Why You Should Write, Even If Nobody's Listening

1. You owe it to yourself to live a life that is driven by self-exploration rather than self-doubt.

2. As Joan Didion once said, “Writing is the only way I can make sense of what I think.” It’s cathartic. It’s healthy. It’s fun.

3. When you were a kid, did you do your favourite hobbies for validation alone? I thought as much.

4. You’ll regret it if you don’t. Writing, in whatever form, is your own personal progress report. There’s nothing I love more than curling up with tea and reading back over my past, error-riddled posts. It’s an indescribable connection that you simply can’t get from a photo or memory alone. Think of it as the only true insight your future self has into you, as you are today. Blog for yourself and the rest will follow.

5. We’ve all heard that voice. You know the one, right? “Nobody cares. Give. It. Up.” Remember that everyone feels self-doubt. A friend of mine is a full-time blogger with a large following and opportunities to boot. But she too has days when she feels like quitting it all and becoming another anonymous 9–5er. It takes courage to put yourself out there. Thrive on that, don’t run from it.

6. If I hadn’t exited my comfort zone and written, albeit pretty badly, when I was younger, there is no way in hell I’d be where I am today career-wise. And FYI, my posts never went viral, nor did I have thousands of followers. 

7. During the interview process for my current job (managing TripAdvisor’s team of copywriters), I showed my future boss pieces I’d written both in and outside of work. It’s important to have things to talk about beyond your CV. And it’s something I’ll be looking for when I bring any new copywriters into my team. The extra mile work. The ‘I did it because I wanted to, not because I had to’ kind of hustle. That’s the stuff that makes you stand out and, ultimately, get hired.

8. Seriously, though. If you want to progress in any creative-affiliated industry, you best believe your name will be Googled before your interview. Make it worth their while.

9. You know you’re good. I know you’re good. Please stop hiding.

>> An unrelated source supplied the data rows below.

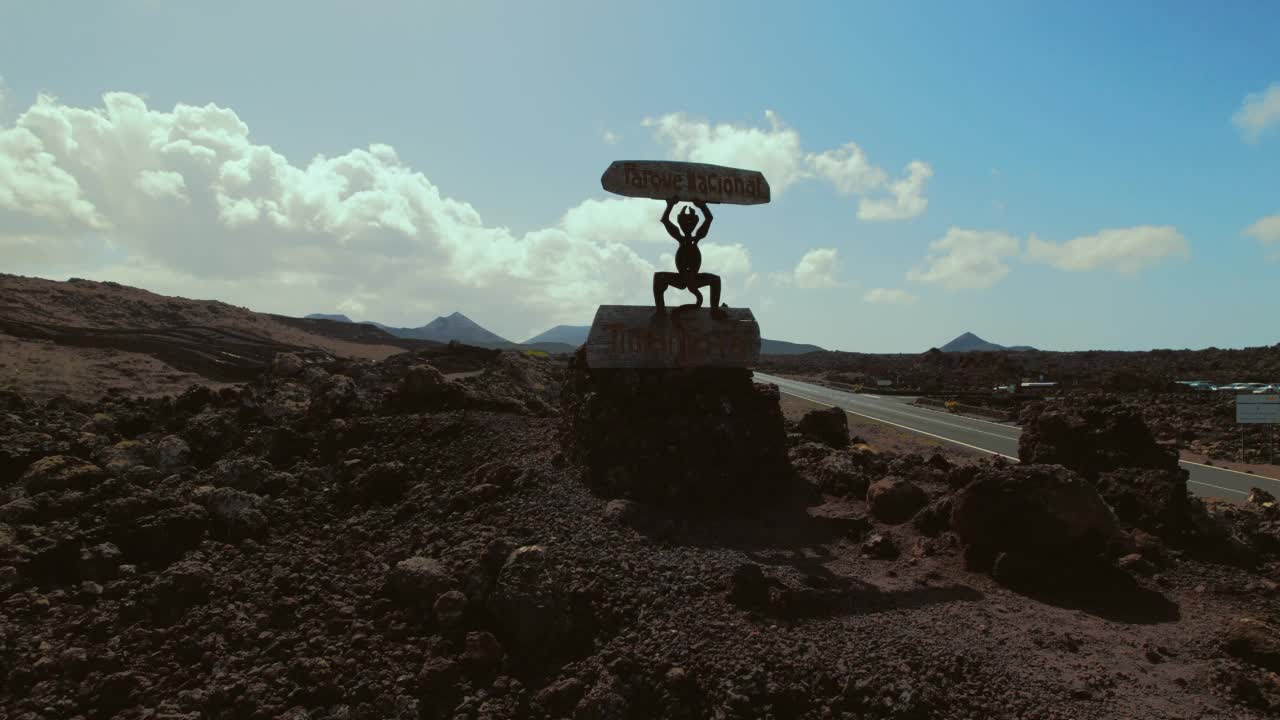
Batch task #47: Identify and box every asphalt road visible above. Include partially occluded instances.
[755,373,1280,502]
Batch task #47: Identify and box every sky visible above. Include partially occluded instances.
[0,0,1280,352]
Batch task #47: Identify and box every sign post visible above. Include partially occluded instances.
[1235,395,1280,462]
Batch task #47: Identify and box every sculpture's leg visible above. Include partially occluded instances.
[653,273,685,310]
[698,273,719,309]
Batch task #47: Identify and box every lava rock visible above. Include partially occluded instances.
[155,436,191,473]
[22,455,106,495]
[797,407,849,447]
[93,439,152,475]
[951,465,1119,556]
[195,487,268,542]
[867,477,929,524]
[79,542,123,583]
[863,533,899,560]
[488,544,572,656]
[728,562,769,609]
[388,556,453,607]
[1222,618,1280,673]
[431,591,467,628]
[353,461,410,502]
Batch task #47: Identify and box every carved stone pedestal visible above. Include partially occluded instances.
[561,306,790,505]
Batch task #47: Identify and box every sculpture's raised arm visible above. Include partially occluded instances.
[662,197,685,242]
[694,200,714,242]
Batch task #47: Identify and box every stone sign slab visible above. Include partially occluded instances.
[600,160,769,205]
[586,305,760,369]
[1235,395,1280,424]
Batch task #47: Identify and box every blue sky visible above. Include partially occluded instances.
[0,1,1280,352]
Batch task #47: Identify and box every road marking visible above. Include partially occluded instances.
[773,378,1280,496]
[773,383,1021,438]
[1187,480,1249,495]
[1179,460,1280,484]
[902,402,1023,425]
[778,388,1018,462]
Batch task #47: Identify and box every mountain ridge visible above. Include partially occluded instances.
[938,332,1036,352]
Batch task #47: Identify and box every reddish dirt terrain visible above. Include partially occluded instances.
[0,274,404,400]
[0,278,1280,720]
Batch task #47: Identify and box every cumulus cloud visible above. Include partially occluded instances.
[791,247,840,288]
[858,160,933,220]
[1027,225,1190,274]
[863,287,919,305]
[644,110,933,220]
[1231,82,1280,142]
[906,228,1019,290]
[0,92,662,336]
[1244,215,1280,260]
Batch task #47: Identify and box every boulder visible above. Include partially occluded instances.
[431,591,467,629]
[155,436,191,473]
[488,544,571,656]
[728,562,769,609]
[196,487,268,542]
[462,633,502,673]
[310,375,360,418]
[863,533,899,560]
[867,477,929,524]
[271,352,306,378]
[1018,401,1178,479]
[951,465,1120,556]
[114,503,210,562]
[797,407,849,447]
[22,455,106,495]
[388,556,453,599]
[93,439,152,475]
[1222,618,1280,673]
[352,460,410,502]
[79,542,122,583]
[398,364,465,407]
[205,457,273,492]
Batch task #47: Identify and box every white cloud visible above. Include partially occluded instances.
[1027,225,1190,274]
[858,160,933,220]
[791,247,840,288]
[0,92,655,334]
[863,287,919,305]
[1243,215,1280,260]
[906,228,1019,290]
[644,110,933,220]
[806,142,888,195]
[1231,82,1280,142]
[561,197,675,245]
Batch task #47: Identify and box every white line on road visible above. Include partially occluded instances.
[778,388,1018,462]
[1179,460,1280,484]
[1187,480,1249,495]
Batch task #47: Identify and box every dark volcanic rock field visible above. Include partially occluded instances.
[0,345,1280,720]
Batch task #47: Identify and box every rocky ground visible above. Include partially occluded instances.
[0,343,1280,720]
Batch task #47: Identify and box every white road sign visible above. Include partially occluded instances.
[1235,395,1280,423]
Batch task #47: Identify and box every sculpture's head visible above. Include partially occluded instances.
[676,205,699,236]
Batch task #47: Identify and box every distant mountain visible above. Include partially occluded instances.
[760,338,826,355]
[525,325,822,355]
[306,313,581,352]
[525,325,591,347]
[941,333,1036,352]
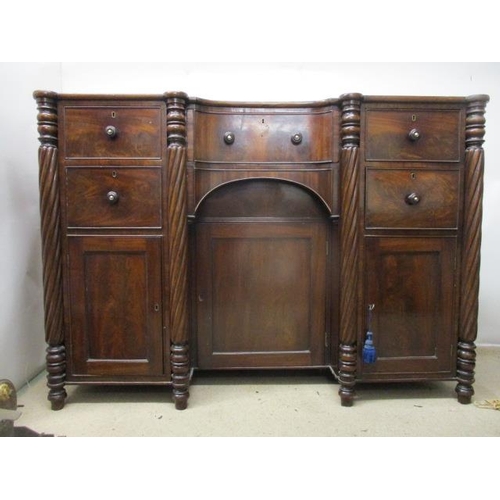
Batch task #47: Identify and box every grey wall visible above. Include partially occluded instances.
[0,63,500,386]
[0,63,61,387]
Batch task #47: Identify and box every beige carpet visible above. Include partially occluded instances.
[11,347,500,437]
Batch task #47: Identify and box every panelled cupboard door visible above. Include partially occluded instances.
[360,237,456,380]
[196,222,327,368]
[68,236,163,379]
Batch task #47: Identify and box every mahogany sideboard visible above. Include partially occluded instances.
[34,91,489,410]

10. The only way to get better — whether it’s for fun or your career — is practice. Whether 10 or 1000 people are listening is irrelevant. Writing is an investment in your future and your potential.

11. On that note, if we wish to grow as well-rounded, interesting people, we need fulfilment, personal projects and non-profit pursuits away from the office.

12. Elizabeth Gilbert discusses the concept of ‘creative entitlement’ in her brilliant book, Big Magic. In short, your own reasons to create are reason enough. Do whatever brings you to live. Follow your own fascinations. Create whatever causes you to feel alive. The rest will take care of itself.

13. If you’re serious about living a more creative life, you should never stop writing, no matter what the outcome, and no matter how deep your anxieties and insecurities may be.

14. The moment you stop worrying over stats is the moment your work will start improving.

15. Retweets, favourites and shares are arbitrary and the wrong reasons to create. This is your work, not an overly-filtered selfie. You should be doing it because you love it. When you look back on your writing in 5, 10, 15 years’ time, you won’t be obsessing over page views, you’ll just be glad you did it. Trust me.

There’s never been a better time to contribute to the conversation. I’m excited to hear your voice in the mix.